This is why "systemic risk" and "too big to fail" are concepts we never should have followed.
Exhibit A: WASHINGTON – Freddie Mac is asking for $10.6 billion in additional federal aid after posting a big loss in the first three months of the year. It's another sign that the taxpayer bill for stabilizing the housing market will keep mounting.
The McLean, Va.-based mortgage finance company has been effectively owned by the government after nearly collapsing in September 2008. The new request will bring the total tab for rescuing Freddie Mac to $61.3 billion.
Freddie Mac says it lost $8 billion, or $2.45 a share, in the January-March period. That takes into account $1.3 billion in dividends paid to the Treasury Department. It compares with a loss of $10.4 billion or $3.18 a share, in the year-ago period.
What we have here is a classic example of what our grandparents use to call "throwing good money after bad". Because we have already sunk over $50 billion into rescuing Freddie Mac, we are forever on the hook to bail them out or we risk loosing more than had we just let them collapse on their own.

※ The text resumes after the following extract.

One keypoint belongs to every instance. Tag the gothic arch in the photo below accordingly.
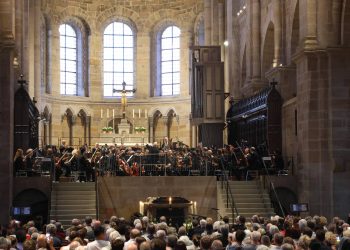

Freddie Mac and Fannie Mae were part of the fundamental causes to the economic meltdown of 2008. It is irresponsible to the point of being criminal that the Democrats did not address these two entities in their Financial Regulation bill.
We all know that Freddie will get the cash, because they are "too big to fail" and the "systemic risk" of their collapse to the economy is too great. Next quarter, Freddie will be back with a new set of losses and we can start throwing more good money after bad all over again.